Feature formulas and units
Feature documentation must make units, formula conventions, upstream dependencies, and exact output labels explicit. The phenotype page remains the authority for page-specific formulas; this page summarizes cross-cutting conventions.
- Modality
- All modalities
- Pipeline step
- Feature extraction and output documentation
- Outputs
- Documented formulas, units, column naming, and missingness rules
- Maturity
- Source-audited method page
Formula conventions
| Feature | Current convention | Unit |
|---|---|---|
| Stroke volume | EDV - ESV | mL |
| Ejection fraction | (EDV - ESV) / EDV * 100 | % |
| Cardiac output | stroke volume * heart rate * 1e-3 | L/min |
| Cardiac index | cardiac output / BSA | L/min/m^2 |
| Indexed volume or mass | raw value divided by BSA | mL/m^2 or g/m^2 |
| Aortic equivalent diameter | 2 * sqrt(area / pi) | mm |
| Aortic distensibility | (area_max - area_min) / (area_min * central pulse pressure) * 1e3 | 10^-3/mmHg |
| Regurgitant fraction | backward flow divided by forward flow | % |
| Native T1 correction | aggregate-fitted blood-pool correction | ms |
Unit rules
| Feature class | Typical unit | Notes |
|---|---|---|
| Volume | mL | Indexed variants should state denominator |
| Mass | g | Myocardial density convention belongs on myocardial pages |
| Ejection/emptying fraction | % | Derived from phase-specific volumes |
| Strain | % | Sign convention and backend must be documented |
| Strain rate | 1/s | Peak definitions are method-sensitive |
| Torsion/recoil | degree/cm and degree/cm/s | Length normalization should be stated |
| T1 | ms | Acquisition- and correction-specific interpretation |
| Flow | mL, mL/s, cm/s, cm^2 | Depends on phase-contrast conventions |
Column naming rule
Every documented output should preserve the pipeline column name. Units should remain visible in the field name when the CSV already contains units, for example LV: V_ED [mL], Native T1: Myocardium-Global [ms], or Aortic Flow: Regurgitant Fraction [%].

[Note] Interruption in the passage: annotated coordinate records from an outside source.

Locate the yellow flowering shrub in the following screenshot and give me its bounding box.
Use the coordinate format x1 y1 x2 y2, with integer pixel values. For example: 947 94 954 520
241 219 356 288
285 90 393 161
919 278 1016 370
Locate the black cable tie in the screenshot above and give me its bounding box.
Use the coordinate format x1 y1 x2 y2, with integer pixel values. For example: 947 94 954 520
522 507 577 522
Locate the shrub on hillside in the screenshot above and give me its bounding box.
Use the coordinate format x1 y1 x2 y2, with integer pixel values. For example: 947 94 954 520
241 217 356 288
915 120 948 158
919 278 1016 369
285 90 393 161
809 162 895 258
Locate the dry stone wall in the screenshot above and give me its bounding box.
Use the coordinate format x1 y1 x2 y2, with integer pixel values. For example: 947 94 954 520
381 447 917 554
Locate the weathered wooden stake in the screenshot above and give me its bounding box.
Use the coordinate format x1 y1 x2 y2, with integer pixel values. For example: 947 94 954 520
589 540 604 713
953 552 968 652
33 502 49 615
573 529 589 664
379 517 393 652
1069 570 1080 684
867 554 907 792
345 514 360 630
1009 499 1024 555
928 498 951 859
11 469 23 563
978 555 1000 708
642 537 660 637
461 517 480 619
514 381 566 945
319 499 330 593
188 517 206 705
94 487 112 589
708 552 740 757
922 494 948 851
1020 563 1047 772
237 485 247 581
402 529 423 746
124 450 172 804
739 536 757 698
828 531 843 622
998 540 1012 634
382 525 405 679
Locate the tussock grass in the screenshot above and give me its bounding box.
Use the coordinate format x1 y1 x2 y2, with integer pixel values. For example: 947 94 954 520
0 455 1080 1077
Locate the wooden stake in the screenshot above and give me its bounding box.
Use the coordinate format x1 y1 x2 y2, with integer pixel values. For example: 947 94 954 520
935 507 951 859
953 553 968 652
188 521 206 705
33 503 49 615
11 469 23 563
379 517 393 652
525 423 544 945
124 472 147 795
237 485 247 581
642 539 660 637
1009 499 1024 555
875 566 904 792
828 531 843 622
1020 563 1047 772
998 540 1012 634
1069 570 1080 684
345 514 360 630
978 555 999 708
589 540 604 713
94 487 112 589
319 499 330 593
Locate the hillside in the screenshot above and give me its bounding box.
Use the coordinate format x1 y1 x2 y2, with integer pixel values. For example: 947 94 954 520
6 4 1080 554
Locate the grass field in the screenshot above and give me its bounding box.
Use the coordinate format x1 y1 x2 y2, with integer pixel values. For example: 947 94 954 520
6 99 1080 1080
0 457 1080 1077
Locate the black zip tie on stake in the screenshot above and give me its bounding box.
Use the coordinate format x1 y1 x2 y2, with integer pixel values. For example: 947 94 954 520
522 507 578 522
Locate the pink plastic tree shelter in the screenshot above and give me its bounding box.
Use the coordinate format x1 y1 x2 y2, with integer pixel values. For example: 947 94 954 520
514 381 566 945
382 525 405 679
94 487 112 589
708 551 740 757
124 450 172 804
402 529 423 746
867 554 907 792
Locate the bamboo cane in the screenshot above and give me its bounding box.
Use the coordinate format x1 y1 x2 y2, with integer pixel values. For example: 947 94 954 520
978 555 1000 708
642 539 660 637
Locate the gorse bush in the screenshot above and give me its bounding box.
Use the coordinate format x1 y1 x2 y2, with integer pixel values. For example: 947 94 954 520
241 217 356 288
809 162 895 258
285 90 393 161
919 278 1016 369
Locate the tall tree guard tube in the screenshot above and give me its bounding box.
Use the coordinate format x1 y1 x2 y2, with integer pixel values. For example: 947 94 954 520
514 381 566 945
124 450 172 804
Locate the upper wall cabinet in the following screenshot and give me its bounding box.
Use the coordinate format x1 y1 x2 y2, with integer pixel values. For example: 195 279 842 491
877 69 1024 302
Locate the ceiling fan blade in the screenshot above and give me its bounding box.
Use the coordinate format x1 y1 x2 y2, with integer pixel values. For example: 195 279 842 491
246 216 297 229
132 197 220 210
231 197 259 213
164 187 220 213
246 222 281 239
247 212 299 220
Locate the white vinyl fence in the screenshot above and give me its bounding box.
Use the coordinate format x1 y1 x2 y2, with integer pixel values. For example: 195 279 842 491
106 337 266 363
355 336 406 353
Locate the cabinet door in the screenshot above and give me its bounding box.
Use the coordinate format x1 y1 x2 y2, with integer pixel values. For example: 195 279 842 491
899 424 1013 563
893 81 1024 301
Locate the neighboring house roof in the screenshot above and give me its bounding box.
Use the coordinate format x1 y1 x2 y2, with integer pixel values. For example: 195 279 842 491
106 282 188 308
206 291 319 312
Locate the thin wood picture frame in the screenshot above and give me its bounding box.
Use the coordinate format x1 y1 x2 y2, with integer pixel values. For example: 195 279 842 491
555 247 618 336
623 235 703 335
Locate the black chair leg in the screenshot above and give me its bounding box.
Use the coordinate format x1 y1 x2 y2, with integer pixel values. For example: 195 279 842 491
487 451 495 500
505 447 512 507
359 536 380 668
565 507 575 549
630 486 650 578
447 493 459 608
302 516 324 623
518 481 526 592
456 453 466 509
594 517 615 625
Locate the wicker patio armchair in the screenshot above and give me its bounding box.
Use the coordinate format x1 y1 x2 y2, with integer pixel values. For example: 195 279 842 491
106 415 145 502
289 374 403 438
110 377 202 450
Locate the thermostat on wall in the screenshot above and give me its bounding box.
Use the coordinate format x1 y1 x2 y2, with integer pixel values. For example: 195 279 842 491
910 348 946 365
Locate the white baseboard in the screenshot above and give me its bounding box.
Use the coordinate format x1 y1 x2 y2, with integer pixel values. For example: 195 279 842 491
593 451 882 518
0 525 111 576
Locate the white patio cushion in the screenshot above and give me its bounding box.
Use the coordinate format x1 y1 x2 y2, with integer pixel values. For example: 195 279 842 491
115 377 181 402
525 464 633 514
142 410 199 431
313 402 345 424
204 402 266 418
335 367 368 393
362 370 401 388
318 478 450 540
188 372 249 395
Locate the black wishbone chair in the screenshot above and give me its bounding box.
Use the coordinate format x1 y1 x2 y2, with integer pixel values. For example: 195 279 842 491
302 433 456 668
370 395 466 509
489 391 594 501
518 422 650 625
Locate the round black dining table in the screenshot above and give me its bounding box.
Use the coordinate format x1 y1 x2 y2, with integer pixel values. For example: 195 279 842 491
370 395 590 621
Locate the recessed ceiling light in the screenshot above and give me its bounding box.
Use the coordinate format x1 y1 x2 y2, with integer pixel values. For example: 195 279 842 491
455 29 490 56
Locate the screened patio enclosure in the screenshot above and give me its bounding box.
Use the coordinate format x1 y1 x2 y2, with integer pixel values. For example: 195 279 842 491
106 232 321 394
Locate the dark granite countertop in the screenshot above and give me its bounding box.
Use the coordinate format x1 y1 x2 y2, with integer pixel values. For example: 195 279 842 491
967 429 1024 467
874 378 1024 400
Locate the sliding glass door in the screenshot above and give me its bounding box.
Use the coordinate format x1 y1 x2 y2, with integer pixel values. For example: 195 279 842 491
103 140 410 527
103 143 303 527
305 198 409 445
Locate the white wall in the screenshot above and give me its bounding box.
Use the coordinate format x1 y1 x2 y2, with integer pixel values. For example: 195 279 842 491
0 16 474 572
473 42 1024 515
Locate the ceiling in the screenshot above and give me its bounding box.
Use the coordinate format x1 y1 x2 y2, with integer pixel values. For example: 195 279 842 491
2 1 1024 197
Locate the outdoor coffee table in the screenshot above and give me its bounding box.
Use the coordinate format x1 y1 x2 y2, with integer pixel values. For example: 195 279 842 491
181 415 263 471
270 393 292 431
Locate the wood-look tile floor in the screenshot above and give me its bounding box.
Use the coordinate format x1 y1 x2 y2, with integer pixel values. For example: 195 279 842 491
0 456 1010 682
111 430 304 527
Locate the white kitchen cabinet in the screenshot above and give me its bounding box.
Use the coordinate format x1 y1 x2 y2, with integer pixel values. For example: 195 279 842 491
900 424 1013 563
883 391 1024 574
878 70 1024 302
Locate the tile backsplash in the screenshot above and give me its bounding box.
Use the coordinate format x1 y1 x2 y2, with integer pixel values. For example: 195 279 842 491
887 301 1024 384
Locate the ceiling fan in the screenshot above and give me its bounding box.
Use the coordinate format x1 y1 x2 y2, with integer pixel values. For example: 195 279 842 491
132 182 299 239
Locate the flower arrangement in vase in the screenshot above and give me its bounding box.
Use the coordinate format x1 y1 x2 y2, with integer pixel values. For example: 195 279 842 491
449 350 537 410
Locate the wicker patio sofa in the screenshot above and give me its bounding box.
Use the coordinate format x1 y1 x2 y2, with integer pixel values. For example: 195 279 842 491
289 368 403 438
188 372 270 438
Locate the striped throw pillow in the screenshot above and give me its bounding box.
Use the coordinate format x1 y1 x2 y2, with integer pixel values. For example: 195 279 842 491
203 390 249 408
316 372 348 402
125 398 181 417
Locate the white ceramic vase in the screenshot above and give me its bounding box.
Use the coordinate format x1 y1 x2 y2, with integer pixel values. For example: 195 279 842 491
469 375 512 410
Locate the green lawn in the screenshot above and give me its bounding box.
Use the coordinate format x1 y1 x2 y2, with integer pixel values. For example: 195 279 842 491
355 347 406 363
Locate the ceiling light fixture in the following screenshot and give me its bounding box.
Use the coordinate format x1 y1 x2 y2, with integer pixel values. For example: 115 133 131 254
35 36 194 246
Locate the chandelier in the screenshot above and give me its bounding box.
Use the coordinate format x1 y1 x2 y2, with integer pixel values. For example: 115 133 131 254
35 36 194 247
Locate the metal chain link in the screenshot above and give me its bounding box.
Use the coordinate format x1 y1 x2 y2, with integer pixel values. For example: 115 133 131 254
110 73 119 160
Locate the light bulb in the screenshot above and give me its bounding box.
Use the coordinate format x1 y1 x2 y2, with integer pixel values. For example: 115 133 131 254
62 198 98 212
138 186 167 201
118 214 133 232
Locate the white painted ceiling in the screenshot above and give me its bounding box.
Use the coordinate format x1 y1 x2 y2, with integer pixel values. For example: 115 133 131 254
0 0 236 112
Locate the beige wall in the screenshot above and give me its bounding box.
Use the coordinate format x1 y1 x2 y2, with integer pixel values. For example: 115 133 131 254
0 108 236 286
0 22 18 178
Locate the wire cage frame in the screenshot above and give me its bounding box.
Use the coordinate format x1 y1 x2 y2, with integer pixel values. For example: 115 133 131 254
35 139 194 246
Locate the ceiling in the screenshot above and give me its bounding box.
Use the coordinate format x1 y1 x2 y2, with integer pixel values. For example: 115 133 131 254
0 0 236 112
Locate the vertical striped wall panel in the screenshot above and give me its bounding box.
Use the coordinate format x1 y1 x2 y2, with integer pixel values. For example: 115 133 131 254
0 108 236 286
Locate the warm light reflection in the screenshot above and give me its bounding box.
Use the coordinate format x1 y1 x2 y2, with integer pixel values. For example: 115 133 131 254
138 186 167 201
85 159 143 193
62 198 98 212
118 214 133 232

Legacy labels are contracts
Do not silently normalize legacy output strings. If a current CSV contains a typo or old naming convention, document it as schema debt and migrate with an explicit versioned plan.
Missing input behavior
Derived features can be conditional. BSA-indexed rows depend on BSA lookup, distensibility rows depend on pressure data, atrial-contribution rows depend on ECG-derived timing, and strain-rate rows depend on peak detection. Public pages should say when a row is conditional rather than implying universal availability.
Source audit
- Formula conventions were checked against current phenotype pages and implementation sources under
src/feature_extraction/**. - Output names and schema-debt conventions were checked against
docs/data/output_column_inventory.ymlanddocs/data/phenotype_dictionary.yml. - Textbook context boundary: broad clinical textbook context is not surfaced here because this page documents formula and schema conventions.